Áudios que circulam em aplicativos de mensagem são apontados como evidências contra a versão da Polícia Militar (PM) sobre a morte de Jeferson Alves Martins, no último sábado (9). Segundo a PM, o jovem teria morrido em um confronto policial, mas a família acredita em execução. A Polícia Civil de Aragarças instaurou um inquérito civil para apurar os fatos.
Após a morte de Jeferson, conhecido como “Jefinho Preto”, 25 anos, a destruição de nove veículos da prefeitura de Aragarças, na madrugada de domingo (10) chamou a atenção no município. A polícia prendeu cinco suspeitos, que assumiram a autoria do incêndio causado na Secretaria Municipal de Obras. Segundo eles, o crime teria sido uma represália contra o ocorrido a Jefinho.
Na versão da Polícia Militar, segundo o delegado da Polícia Civil de Aragarças, Ricardo Galvão, uma viatura teria abordado Jefinho, que, conduzindo uma motocicleta, respondeu a tiros.
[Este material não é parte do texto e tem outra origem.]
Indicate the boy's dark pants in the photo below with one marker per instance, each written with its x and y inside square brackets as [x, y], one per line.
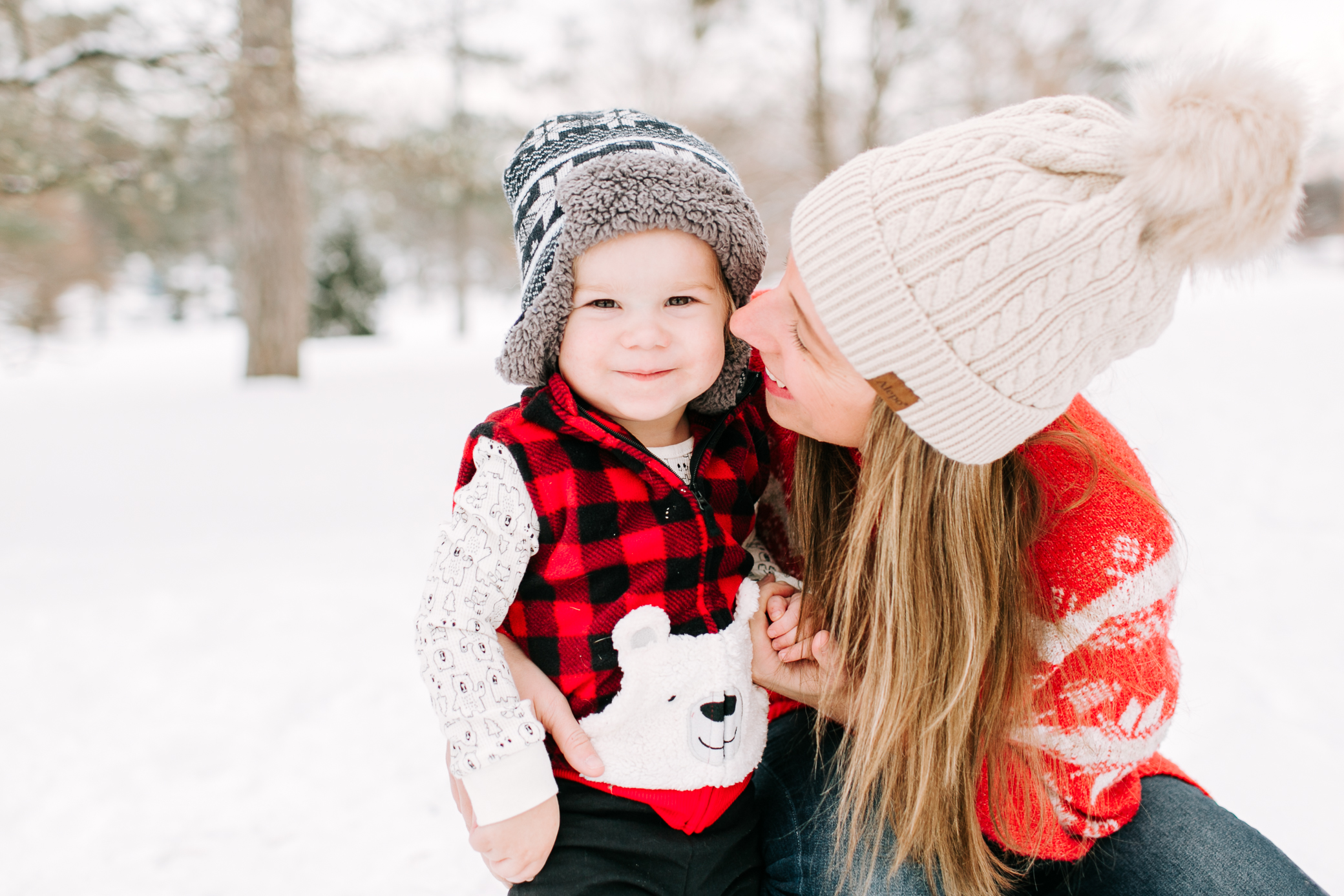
[616, 846]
Os policiais afirmam que o suspeito largou a moto na pista e fugiu a pé para o mato. Na perseguição, Jefinho teria sido alvejado com quatro tiros e morrido em confronto.
“A versão da polícia é de que eles se descolaram para a zona rural da cidade de Bom Jardim de Goiás, ao avistarem uma moto, teriam sinalizado para que a moto parasse e foram surpreendidos com disparos de arma de fogo”, explica Galvão, em entrevista nesta quinta-feira (14), à rádio CBN Goiânia.
“O indivíduo teria descido da moto. A guarnição também desembarcou da viatura e foi em direção aonde ele tinha corrido. E foi o momento do confronto policial.” Depoimentos dos envolvidos já foram colhidos e a Polícia Civil pediu perícia da arma atribuída a Jeferson, no veículo e no local dos fatos.
Mas a família não acredita no relato. Nas mensagens, entregues a Polícia Civil, Jeferson afirma que teria ido até as proximidades da fazenda, a pedido de um amigo. Ele deixa a entender, em áudio enviado à mãe, que não sabia que o “colega” estaria envolvido no roubo de uma fazenda.
“Hein, mãe, um colega meu me ligou aí para ajudar ele num carro que tinha estragado aqui para o rumo da fazenda, mas ele tinha roubado a fazenda. Aí o povo [polícia] foi e me pegou aqui, a polícia está comigo aqui, o Khenyo e o Tadeu [os dois cabos que estavam na ocorrência], entendeu? Tá correndo atrás do cara. Não sei se vou ficar preso, não, mas pelo jeito eu vou. A senhora já conecta a advogada aí. Eu to aqui pra frente do córrego das Mouras, entendeu? Na fazendo do Junior.”
Em áudio enviado a namorada, Jefinho faz relato semelhante. Neste, ele afirmar acreditar que a polícia já sabia quem teria sido o autor do crime. “Achei que o menino estava só com o carro estragado, e o menino tinha era roubado uma fazenda, entendeu? A polícia me pegou aqui e eles tá correndo atrás para ver se acha o menino. Eles já sabem quem foi que roubou. Não sei se vou sair ou estou preso.”
O irmão de Jefinho, Gean Alves do Nascimento, também recebeu mensagem. “Ou, to preso (sic).” Gean perguntou o que teria acontecido, mas não recebeu resposta. As mensagens indicam que o rapaz estaria sob posse da polícia, refutando a teoria de morte em confronto.
Segundo afirma o delegado Galvão, os áudios teriam sido enviados por volta das 13 horas, do sábado. A morte do rapaz teria ocorrido posterior a esse horário. Ao Semana7, o delegado afirmou que, como a investigação ocorre sobre sigilo, nenhum outro detalhe será revelado.